I have read of others having bugs. Fortunately, I haven't yet (PS4 edition, for those interested).


----------



## Vladd67 (Feb 15, 2018)

So @thaddeus6th you wouldn’t agree with the steam discussion that claims an easy way to make money is to gamble on the archery range?


----------



## thaddeus6th (Feb 15, 2018)

Maybe for some, but not for me. I was having a good time dicing, but the flukey sod I was playing against got some great rolls and I only finished evens.

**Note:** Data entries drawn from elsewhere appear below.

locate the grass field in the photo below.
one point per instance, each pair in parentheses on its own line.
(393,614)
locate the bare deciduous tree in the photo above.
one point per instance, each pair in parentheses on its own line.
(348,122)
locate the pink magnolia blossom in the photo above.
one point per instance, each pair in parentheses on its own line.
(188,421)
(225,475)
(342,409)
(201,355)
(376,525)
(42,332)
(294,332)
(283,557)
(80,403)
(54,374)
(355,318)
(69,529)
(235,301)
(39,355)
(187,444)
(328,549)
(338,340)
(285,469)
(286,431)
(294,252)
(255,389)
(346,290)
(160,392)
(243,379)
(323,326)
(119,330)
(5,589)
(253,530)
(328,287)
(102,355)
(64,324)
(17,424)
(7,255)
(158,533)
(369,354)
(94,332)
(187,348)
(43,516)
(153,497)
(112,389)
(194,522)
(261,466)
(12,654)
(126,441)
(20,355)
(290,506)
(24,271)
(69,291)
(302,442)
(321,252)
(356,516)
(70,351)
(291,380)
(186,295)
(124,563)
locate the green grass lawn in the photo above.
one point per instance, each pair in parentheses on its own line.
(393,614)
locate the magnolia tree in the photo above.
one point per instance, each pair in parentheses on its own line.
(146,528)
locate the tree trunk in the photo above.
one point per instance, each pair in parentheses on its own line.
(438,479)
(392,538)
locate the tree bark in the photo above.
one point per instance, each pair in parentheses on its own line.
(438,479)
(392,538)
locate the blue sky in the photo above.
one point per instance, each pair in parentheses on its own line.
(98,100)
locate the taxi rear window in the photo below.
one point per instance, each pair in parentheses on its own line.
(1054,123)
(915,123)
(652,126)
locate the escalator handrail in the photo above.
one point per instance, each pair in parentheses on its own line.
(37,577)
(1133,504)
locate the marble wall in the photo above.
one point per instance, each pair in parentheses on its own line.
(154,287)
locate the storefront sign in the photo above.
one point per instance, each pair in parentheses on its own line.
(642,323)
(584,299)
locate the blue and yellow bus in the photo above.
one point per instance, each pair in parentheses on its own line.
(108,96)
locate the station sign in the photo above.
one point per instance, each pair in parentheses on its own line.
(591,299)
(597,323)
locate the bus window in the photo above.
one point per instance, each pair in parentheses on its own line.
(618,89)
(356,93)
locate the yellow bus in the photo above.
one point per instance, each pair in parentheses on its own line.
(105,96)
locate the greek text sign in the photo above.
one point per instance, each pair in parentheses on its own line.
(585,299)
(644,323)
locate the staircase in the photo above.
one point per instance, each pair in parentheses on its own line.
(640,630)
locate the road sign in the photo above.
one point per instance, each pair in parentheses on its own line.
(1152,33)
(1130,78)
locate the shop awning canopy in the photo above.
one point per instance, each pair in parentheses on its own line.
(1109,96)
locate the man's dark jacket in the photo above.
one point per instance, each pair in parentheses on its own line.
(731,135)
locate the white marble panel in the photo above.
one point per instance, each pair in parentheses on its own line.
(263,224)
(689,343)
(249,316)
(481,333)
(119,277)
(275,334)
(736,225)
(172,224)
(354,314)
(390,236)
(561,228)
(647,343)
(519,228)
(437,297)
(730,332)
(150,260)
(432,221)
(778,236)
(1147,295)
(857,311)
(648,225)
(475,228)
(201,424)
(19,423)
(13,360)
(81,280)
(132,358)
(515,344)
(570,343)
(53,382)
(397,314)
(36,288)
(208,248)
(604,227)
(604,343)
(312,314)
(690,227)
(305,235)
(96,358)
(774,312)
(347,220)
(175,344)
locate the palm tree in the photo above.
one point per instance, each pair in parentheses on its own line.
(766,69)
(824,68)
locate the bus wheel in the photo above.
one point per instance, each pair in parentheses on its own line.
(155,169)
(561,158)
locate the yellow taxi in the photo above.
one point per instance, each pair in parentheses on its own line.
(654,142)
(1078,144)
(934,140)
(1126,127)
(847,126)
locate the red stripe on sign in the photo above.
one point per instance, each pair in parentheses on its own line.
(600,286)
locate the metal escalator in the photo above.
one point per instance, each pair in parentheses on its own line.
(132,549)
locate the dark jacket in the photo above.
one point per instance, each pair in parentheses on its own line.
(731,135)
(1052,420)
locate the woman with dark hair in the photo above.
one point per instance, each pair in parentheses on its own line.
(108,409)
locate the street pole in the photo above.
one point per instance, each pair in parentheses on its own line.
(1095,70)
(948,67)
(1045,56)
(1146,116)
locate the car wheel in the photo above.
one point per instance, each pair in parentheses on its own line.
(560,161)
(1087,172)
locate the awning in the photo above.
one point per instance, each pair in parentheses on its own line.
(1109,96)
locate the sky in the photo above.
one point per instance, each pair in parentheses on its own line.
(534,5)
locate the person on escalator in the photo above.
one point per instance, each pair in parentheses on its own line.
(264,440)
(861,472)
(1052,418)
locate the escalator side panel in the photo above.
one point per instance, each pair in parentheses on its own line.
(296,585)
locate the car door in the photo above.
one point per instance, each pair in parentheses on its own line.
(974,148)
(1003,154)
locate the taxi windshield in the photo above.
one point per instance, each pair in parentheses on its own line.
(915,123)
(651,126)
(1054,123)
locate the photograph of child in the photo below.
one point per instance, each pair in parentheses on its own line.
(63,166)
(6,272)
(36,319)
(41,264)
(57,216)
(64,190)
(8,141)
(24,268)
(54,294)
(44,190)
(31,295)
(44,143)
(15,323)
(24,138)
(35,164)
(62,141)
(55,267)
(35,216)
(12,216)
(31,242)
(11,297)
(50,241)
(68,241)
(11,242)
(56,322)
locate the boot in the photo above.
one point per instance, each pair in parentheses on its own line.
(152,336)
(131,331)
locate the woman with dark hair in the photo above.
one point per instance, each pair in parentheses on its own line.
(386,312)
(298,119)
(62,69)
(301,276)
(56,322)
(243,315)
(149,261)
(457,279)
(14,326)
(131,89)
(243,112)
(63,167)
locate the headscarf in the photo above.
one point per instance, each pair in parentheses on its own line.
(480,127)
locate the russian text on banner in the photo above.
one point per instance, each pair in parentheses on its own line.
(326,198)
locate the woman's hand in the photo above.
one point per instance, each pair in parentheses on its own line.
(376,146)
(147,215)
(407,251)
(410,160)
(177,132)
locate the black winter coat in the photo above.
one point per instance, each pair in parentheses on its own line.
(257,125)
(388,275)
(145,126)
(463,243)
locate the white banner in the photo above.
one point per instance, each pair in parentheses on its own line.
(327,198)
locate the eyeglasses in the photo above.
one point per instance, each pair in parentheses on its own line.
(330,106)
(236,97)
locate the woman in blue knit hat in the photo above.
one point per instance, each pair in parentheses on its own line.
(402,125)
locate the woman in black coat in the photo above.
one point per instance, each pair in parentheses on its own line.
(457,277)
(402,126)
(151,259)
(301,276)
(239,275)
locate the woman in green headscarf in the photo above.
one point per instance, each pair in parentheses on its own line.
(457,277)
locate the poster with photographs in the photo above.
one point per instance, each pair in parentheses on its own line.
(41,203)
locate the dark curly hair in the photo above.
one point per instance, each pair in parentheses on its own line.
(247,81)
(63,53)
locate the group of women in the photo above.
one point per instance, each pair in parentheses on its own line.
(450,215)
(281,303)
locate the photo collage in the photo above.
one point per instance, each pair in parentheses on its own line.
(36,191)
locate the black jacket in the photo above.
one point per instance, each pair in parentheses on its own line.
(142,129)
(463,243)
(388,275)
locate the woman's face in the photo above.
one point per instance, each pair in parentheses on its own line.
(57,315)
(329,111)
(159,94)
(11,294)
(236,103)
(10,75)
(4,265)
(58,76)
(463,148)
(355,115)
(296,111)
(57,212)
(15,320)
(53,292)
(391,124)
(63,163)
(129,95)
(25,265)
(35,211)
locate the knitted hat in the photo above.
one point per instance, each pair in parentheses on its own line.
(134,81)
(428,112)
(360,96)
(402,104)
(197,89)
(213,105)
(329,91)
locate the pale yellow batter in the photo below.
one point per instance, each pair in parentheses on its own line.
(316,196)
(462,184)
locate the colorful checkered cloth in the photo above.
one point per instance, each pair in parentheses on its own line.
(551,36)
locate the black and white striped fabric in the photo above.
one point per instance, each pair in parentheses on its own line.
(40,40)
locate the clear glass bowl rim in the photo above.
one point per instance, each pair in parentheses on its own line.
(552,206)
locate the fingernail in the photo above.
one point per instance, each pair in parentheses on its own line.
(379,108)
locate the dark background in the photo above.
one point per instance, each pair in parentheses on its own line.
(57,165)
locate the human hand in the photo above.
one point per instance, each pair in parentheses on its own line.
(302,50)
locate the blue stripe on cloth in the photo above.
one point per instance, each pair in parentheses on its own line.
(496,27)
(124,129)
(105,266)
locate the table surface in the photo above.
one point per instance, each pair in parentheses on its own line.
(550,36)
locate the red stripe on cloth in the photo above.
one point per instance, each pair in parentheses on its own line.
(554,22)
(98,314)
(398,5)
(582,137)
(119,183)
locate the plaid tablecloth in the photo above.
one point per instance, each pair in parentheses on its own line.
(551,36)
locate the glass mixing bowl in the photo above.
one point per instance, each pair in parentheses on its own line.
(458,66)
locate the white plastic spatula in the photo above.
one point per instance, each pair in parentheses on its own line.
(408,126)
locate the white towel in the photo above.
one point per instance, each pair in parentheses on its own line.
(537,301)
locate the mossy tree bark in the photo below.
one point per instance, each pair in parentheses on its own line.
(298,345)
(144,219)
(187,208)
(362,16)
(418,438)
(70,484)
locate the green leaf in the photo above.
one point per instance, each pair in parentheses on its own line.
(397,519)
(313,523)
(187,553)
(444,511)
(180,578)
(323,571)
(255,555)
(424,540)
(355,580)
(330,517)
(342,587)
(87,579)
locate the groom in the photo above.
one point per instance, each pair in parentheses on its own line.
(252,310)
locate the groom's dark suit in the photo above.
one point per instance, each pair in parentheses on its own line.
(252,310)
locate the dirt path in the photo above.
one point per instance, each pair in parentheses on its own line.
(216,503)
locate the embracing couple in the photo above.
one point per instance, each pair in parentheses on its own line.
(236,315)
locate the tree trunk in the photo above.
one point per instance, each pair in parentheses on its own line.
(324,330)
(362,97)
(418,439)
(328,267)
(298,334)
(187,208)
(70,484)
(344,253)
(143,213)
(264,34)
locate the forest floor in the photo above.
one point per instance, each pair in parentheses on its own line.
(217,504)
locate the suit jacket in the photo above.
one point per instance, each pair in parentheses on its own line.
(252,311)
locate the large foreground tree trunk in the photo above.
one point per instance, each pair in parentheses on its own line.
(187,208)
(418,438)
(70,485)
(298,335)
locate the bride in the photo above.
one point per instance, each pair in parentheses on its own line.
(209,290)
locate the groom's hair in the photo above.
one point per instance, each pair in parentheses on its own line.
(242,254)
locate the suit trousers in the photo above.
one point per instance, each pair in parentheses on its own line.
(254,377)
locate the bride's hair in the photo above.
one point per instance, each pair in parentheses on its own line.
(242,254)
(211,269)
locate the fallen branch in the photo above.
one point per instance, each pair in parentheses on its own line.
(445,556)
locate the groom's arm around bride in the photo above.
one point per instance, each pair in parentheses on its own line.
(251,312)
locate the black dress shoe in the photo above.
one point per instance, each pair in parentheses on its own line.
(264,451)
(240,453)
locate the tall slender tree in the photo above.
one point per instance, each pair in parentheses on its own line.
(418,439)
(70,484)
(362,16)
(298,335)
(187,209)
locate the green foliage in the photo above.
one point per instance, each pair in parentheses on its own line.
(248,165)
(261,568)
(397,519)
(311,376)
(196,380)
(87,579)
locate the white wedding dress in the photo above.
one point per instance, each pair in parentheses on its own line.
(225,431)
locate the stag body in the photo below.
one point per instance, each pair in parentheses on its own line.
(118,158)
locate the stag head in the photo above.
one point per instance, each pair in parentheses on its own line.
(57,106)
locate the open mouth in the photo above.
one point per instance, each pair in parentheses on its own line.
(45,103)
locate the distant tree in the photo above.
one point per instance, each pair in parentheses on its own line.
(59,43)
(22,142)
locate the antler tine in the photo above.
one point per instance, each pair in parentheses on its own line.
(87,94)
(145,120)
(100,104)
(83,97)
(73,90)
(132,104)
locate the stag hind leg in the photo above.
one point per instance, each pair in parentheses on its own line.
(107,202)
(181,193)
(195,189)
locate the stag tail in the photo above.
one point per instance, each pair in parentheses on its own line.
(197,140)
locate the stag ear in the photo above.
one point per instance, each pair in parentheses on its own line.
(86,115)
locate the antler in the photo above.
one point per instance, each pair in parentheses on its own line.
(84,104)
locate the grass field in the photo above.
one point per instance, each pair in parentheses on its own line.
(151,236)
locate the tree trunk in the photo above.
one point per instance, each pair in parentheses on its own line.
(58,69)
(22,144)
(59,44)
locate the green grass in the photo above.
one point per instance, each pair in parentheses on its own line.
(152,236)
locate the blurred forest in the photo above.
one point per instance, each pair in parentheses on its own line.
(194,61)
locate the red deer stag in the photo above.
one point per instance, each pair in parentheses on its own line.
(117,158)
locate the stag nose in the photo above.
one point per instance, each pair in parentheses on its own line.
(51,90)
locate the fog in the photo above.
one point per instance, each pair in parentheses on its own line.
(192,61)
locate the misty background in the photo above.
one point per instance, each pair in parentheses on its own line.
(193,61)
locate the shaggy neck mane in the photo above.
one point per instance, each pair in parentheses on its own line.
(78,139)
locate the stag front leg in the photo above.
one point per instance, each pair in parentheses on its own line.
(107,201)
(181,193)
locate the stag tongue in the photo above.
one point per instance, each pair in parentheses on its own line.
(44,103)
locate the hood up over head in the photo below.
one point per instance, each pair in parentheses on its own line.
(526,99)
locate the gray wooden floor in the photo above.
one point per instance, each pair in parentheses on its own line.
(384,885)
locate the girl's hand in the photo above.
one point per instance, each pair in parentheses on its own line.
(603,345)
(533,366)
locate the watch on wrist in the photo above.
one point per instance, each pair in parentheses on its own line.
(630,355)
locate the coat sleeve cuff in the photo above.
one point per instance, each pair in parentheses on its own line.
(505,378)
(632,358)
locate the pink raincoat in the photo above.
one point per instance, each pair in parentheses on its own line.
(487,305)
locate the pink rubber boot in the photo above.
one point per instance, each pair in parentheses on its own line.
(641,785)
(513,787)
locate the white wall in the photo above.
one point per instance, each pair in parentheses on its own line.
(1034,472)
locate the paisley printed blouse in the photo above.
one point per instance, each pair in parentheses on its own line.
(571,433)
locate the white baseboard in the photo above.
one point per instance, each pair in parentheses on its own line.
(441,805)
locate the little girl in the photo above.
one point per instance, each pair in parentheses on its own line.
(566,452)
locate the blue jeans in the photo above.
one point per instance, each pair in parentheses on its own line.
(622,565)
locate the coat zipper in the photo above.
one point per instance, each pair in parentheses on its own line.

I've also had my first bug. Had to speak to a guard, but the dialogue didn't kick off.


----------



## Edward M. Grant (Feb 27, 2018)

It's on my Steam wishlist, but I'm waiting for them to fix a few of the bugs people have reported before I buy it.


----------



## thaddeus6th (Feb 28, 2018)

Understandable. Implementing an exit save (on their to-do list) would make things a lot better. Some of the bugs have been entertaining, though. I once got hit in combat and flew 20-30 feet into the air (no fall damage).


----------



## Vladd67 (Feb 28, 2018)

I had my horse get stuck half way over a wall, I had to get off walk a little way and then whistle for it again.
A few more glitches etc.




Anyone else have a similar reaction to the wake me when it’s light dialogue?


----------



## thaddeus6th (Mar 1, 2018)

I'm avoiding such videos for the time being, just in case there's incidental spoilers (and I quite like finding silly bugs myself), but have seen a few. I also parked my horse rather poorly once, and another time encountered cows trying to occupy the same co-ordinates in time and space...


----------



## HareBrain (Mar 1, 2018)

Vladd67 said:


> I had my horse get stuck half way over a wall, I had to get off walk a little way and then whistle for it again.
> A few more glitches etc.
> 
> 
> ...



I've never played the game, never likely to, but that had me in tears.


----------



## monsterchic (Mar 2, 2018)

I haven't played or even ordered it, but one of my best friends is in love with the game. Definitely will check out buying it.


----------